Is your homepage copy the ‘weak first paragraph’?
Your homepage is a chance to tell visitors what your business is all about. Don't just window-dress it with generic copy
Try cutting the first paragraph. If you’ve ever taken a creative writing or feature writing course, there’s a fair chance you came across that tip. It’s a popular heuristic for tightening up openings, based on the notion that writers instinctively circle a bit before really sinking their teeth into a topic.
Here’s an example (fake article, real story):
Sheffield touts itself as one of Europe’s greenest cities. But despite the city council’s pride in open spaces, it has found itself engaged in a quiet war with residents over plans to fell several mature trees. In the latest skirmish, a protest camp has appeared in the city’s Endcliffe Park, part of an affluent suburb that doesn’t generally ‘do’ direct action.
Dave Booth emerges from his tent and hands me a cup of tea. “Look at them,” he says, gesturing at one of 11 lime trees across the road. “Now why the hell would you want to fell that?”

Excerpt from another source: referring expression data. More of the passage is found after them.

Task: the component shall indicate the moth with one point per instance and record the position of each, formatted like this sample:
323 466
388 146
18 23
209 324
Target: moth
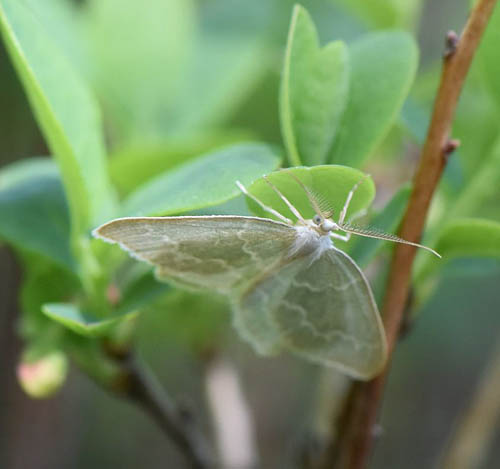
291 288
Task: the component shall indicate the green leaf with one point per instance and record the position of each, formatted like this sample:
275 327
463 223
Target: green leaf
314 90
471 237
331 183
192 319
230 56
481 190
363 250
83 322
464 238
140 70
141 292
33 211
133 165
205 181
383 67
65 111
385 13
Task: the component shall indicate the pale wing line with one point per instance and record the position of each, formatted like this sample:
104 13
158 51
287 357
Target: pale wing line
326 336
240 234
314 289
375 316
97 232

The first paragraph isn’t irrelevant, but it isn’t much of an opening either. It focuses on things that writers often feel they have to put in place before readers will buy into the rest of the story: location, protagonists, background.

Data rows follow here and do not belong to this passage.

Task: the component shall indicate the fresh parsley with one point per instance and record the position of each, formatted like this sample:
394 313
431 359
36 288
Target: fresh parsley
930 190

Now try reading from the second paragraph. This time we go straight into an ordinary guy being quietly angry about a stand of trees, which is fundamentally what the story is about. To some extent it’s a matter of taste, but for me, the second par is a better opening. It gets the reader involved immediately, and you can do your fleshing out later.
I often talk mention this idea when talking to clients about copy, because we frequently see the same dynamic play out on a larger scale across websites. The ‘hero’ copy does a generic scene-setting job, and it’s only deeper into the site – sometimes on surprisingly obscure pages – that we find a clear sense of the business’s mission and identity.
What does getting it right look like? Try this example from The Goring. Instead of using its hero paragraph to talk luxurious rooms and five-plus stars (attributes every luxury hotel has) The Goring simply says this:
“London’s last remaining family-owned luxury hotel. Crafted over a century by one family, The Goring is the genuine article – a grand hotel with impeccable manners and a subtle streak of wit and wonder.”
Concise and confident, it gives me an instant feel for what the hotel is all about. I’m not simply being told that The Goring is a luxury hotel, I’m being told how it differs from other luxury hotels. Spend enough time looking through travel sites and you’ll be amazed how often strong statements like this are buried in the middle of an ‘About us’ or an ‘Our history’ page.
So the take-home tip: if you feel like your homepage copy is a little flat and you’re looking for something that really defines you, review some of your less prestigious pages. You might find you’ve already written the phrase you need.